I tend to struggle with compassion and thinking of others (quickly climbing to the top of the self improvement list!). I realized the other day though that as things quickly escalate in this new relationship and I find myself hoping to build a partnership that this view is impractical and that I can’t factor children out of any part of my lover’s life. What has caused the most anxiety in me is the idea that their children may have a different ideal relationship with myself. I now realize that instead of being at risk of breaking one heart I’m at risk of multiple and the responsibility of that is a bit overwhelming. All the “what-if’s” are running through my head. Like what if the children really like me but I don’t like them? What if we developing a loving relationship and the main relationship ends… what are my rights for maintaining relationships with the children… or my obligations too… does it make a difference if I am the dumpee or dumper?
I have kind of likened this situation to that of metamours. People finding themselves building relationships based on a common love/relationship with someone else. I also see it as them being primary relationships and myself as a secondary which suites me just fine. Which was one reason I felt there might be much to learn here. I see the added complication of the fact that these people are young people whom are just learning about relationships and very possibly have very poor skills in this area… something I do not tolerate too well and my track record with metamours I do not connect with or communicate well with is not a very shiny one. Hence the sudden stress and worry.
So, what am I hoping to get out of this community? Not sure. Maybe some tag suggestions on how to manage/develop relationships with people (metamours) you wouldn’t otherwise desire a relationship with. It’s hard to find info on relationships between metamours specifically let alone that which translates into my situation.
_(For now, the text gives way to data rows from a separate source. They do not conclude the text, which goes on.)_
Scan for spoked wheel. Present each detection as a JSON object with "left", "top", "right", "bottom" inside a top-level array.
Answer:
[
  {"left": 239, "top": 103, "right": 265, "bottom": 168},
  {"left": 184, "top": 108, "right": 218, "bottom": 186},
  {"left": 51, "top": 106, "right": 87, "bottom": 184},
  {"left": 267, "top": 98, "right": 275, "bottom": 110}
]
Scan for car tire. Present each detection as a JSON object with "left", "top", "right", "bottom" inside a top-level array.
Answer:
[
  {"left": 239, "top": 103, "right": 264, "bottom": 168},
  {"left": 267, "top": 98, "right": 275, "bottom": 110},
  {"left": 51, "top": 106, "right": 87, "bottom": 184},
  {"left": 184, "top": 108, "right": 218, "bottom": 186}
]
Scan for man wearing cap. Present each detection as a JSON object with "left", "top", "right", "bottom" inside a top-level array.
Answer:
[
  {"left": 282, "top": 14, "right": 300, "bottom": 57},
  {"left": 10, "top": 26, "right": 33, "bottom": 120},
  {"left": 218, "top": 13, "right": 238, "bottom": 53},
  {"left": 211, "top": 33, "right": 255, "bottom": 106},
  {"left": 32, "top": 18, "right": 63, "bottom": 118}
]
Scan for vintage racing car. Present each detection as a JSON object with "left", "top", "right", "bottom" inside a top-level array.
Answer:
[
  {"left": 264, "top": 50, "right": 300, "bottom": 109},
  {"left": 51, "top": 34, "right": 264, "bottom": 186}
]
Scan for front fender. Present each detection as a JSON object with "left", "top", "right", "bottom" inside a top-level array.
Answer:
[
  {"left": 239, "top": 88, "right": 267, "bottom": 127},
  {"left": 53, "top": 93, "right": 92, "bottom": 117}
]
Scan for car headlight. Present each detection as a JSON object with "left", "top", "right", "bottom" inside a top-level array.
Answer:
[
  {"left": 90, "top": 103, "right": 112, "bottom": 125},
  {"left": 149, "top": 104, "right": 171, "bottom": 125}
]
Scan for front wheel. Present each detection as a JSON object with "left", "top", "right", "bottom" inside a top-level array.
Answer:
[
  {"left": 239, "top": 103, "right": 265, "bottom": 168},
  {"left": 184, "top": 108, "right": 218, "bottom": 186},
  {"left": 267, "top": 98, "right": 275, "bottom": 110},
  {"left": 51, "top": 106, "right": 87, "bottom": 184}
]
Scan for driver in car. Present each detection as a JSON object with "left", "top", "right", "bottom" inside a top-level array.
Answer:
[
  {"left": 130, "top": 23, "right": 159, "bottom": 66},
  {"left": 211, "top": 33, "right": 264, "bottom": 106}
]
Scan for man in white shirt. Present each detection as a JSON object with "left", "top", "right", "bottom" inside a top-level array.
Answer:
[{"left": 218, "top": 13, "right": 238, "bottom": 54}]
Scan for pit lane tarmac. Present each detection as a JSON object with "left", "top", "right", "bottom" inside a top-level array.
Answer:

Perhaps general advice on how to be cautious with children and their hearts and some useful boundaries or guidelines early on. I am very clueless when it comes to how to relate to and interact with children although as they get old enough to have full intellectual conversations I find it a little easier. If I end up being a huge fan of them and they think I’m really rad and the relationship with my lover becomes what I hope it will then everything will be just grand… but what are the chances that so many relationships will go so smooth? Any advice or different perspectives people have to offer would be useful to consider and I’d be very grateful!